A popular shopping day for many decades, the Christmas shopping period now has expanded over to Black Friday eve, Black Friday week, pre-Black Friday week, and even Black November.
The shopping day was originally named Black Friday by Philadelphia police in the 1960s because it was such a horrible time of year to be serving the public. But the retail industry doesn’t care, it really is there to serve itself. It’s all about money. And money always brings out the black in business.
There are many parallels between Black Friday and Black Accounting.
Auditing firms arose in the United States in the early 1900s. The country was expanding and so was business. Against the context of unregulated financial markets, audit firms sold their services–an independent opinion –as value added. The investing public trusted these opinions and directed their capital to companies offering assurance about the reliability of the corporate financial statements.
The name of the game was independence, and audit firms were mostly independent.
But conditions changed when the federal government mandated that publicly traded companies had to purchase an audit opinion for their financial statements. The government did this in an attempt to serve the public as a means to trust financial statements. In reality, if honest audit opinions were for sale then shopping investors would rush to the stores to purchase them.
How did the large audit firms respond? Not by serving the investing public. Big audit was there to promote sky high prices, reduced costs (difficulty in suing audit firms for negligence), and barriers to entry (state licensure). And of course, audit firms always promote their services as independent when they are anything but independent.
This year, large audit firms are so completely in control of their line of business that they have defeated regulatory efforts to instill a minimum degree of independence.

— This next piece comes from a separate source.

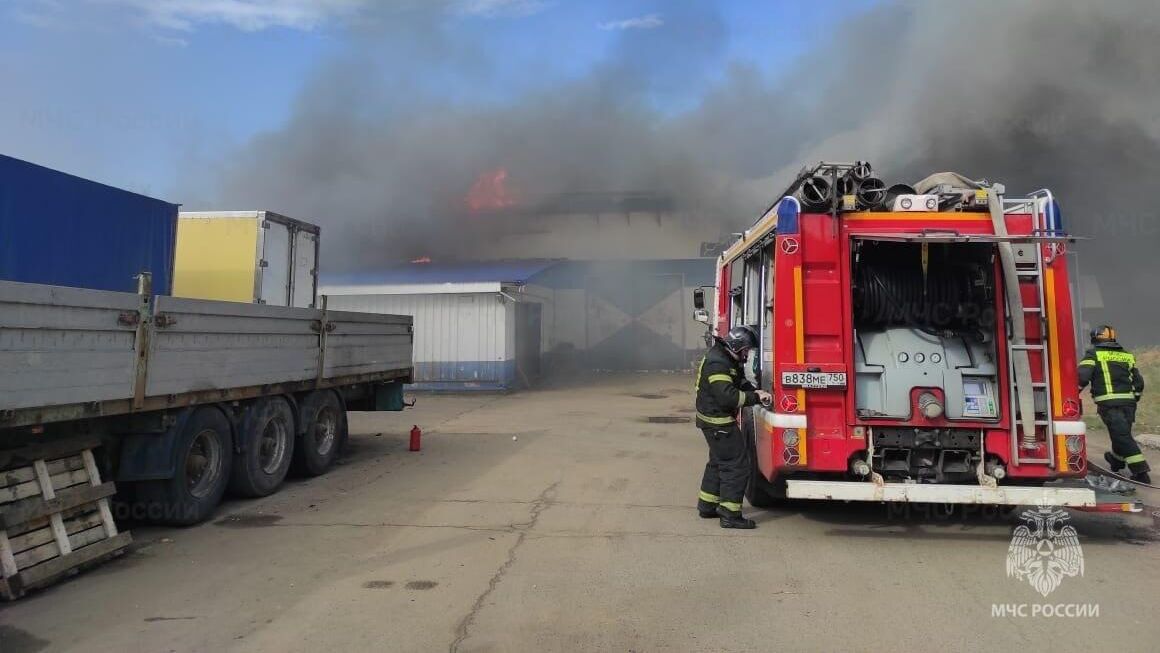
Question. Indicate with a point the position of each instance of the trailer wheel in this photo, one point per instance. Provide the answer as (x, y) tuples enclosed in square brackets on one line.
[(203, 466), (324, 432), (267, 442)]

What are these efforts? Forced auditor rotation and a prohibition against consulting services. In reality, there can be no auditor independence when the audit firm is a business partner of the audited company. That is why this season we are afflicted with Black Accounting.
Against this bleak reality, I continue to hope for a White Christmas. I want to bury the blackness. As an investor, I hunger for honest financial statements, or at least financial statements with an honest audit opinion.
Dare I check my hung stocking on Christmas Eve?